Эта книга в своей композиции пытается соответствовать сложной исторической ткани. Рассказ о людях, делавших историю психоанализа в России, чередуется с рассказом о последовательных периодах этой истории. Главы книги следуют друг за другом так, что после монографической главы, посвященной истории жизни кого-то из наших героев, следует обзорная глава, посвященная той или иной эпохе в восприятии, развитии и трансформации психоанализа в России.
В западной, и прежде всего французской и американской, а также английской, немецкой, итальянской, венгерской, болгарской, швейцарской и шведской, литературе, истории психоанализа в России посвящены интересные исследования. В отечественной литературе настоящая книга по существу открывает эту благодарную тему.
Автор признателен всем, кто помогал ему в течение нескольких лет работы над этой книгой. Если бы Галина Козлова (издательство «Прогресс», Москва), Irina Manson (Radio France) и Alan de Mijolla (Международная ассоциация истории психоанализа, Париж) в свое время не проявили интерес к ее изданию, она, возможно, никогда не была бы закончена.

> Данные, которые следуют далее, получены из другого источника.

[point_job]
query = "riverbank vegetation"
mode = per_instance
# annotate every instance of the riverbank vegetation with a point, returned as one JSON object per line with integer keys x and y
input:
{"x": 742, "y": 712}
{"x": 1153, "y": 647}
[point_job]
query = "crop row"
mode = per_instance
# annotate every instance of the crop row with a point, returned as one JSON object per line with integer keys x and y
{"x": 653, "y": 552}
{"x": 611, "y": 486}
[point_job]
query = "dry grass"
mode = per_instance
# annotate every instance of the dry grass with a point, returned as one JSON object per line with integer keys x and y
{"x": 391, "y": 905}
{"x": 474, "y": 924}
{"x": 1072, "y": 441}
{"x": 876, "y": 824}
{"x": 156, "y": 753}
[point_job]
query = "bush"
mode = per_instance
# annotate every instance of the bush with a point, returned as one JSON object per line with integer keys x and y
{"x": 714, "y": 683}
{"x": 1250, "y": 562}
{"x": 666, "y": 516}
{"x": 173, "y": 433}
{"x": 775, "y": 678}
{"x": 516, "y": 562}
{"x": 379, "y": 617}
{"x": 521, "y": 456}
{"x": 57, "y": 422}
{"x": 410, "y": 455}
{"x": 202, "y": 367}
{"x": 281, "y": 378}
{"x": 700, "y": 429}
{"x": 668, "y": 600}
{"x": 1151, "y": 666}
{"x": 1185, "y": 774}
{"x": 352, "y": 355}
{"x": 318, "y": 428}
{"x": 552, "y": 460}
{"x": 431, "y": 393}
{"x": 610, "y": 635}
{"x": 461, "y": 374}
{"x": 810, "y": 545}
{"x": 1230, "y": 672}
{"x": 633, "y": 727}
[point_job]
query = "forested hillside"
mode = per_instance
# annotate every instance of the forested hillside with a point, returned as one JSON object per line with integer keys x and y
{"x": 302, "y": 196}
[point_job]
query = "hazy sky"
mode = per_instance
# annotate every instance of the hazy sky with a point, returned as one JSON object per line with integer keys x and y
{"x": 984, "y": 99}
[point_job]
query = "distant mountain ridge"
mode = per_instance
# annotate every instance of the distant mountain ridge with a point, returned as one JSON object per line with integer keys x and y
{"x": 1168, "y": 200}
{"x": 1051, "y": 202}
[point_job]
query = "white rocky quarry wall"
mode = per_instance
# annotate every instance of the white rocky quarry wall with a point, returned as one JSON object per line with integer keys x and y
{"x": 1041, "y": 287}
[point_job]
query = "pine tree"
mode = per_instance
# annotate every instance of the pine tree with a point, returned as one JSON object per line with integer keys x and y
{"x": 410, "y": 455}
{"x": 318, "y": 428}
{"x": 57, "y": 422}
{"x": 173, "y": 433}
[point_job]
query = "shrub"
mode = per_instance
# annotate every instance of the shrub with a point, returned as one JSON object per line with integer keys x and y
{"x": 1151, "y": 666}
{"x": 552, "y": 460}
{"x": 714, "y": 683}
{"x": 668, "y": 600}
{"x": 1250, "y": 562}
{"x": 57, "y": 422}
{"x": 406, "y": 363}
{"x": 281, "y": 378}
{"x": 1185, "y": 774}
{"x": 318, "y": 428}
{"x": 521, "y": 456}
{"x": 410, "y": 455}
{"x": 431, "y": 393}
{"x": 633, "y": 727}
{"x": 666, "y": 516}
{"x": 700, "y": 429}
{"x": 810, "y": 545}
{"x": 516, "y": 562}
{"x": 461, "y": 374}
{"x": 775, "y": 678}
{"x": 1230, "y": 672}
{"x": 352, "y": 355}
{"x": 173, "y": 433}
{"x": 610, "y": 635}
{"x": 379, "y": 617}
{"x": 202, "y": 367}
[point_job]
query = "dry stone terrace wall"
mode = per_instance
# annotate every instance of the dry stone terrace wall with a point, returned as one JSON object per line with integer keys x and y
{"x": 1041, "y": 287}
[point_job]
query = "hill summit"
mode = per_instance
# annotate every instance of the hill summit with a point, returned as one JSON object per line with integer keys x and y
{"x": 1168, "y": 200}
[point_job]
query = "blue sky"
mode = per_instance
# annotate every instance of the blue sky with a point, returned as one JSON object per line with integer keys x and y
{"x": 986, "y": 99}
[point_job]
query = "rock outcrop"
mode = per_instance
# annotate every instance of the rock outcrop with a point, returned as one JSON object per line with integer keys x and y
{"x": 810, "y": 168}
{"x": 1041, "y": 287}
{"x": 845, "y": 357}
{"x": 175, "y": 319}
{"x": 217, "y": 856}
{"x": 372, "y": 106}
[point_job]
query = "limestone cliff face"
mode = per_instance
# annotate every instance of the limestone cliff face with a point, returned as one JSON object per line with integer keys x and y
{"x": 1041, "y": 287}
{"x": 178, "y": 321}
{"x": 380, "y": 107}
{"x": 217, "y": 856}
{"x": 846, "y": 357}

М. Г. Ярошевский (Институт истории естествознания и техники АН СССР, Москва), Б. М. Фирсов (Институт социологии РАН, Санкт-Петербург), Clemens Heller (Дом наук о человеке, Париж) в разных, иногда сложных обстоятельствах поддерживали автора, проявляя доверие и терпимость. Н. П. Снеткова, М. И. Шпильрейн, Н. Н. Трауготт, М. И. Давыдова, Е. А. Лурия, А. И. Липкина, Ефим Эткинд, Ronald Grele, James Rice, Борис Кравцов, Геннадий Обатнин, Леонид Ионин, Paul Roazen, Валерий Максименко, Юрий Виноградов, Eugenia Fischer, Ferenz Eros, Michael Molnar, Вера Проскурина, Елена Костюшева предоставили мне разного рода информацию, в некоторых случаях совершенно бесценную.
Я особо признателен работникам Центрального государственного архива России.
Искренне благодарю всех, кто читал рукопись целиком или отдельные ее части и помог мне своими замечаниями и самим своим интересом: Е. Эткинда, Ю. Каган и М. Кагана, М. Хмелеву, И. Кона, I. Manson, Б. Колоницкого, Л. Флейшмана, A. Samuels, N. Zalcman, 3. Домич, Л. Гозмана, Л. Михайлову, Я. Гордина, Е. Голынкину, L. Byckling, E. Гордееву.
И наконец, отдельная моя благодарность – Анне Эткинд.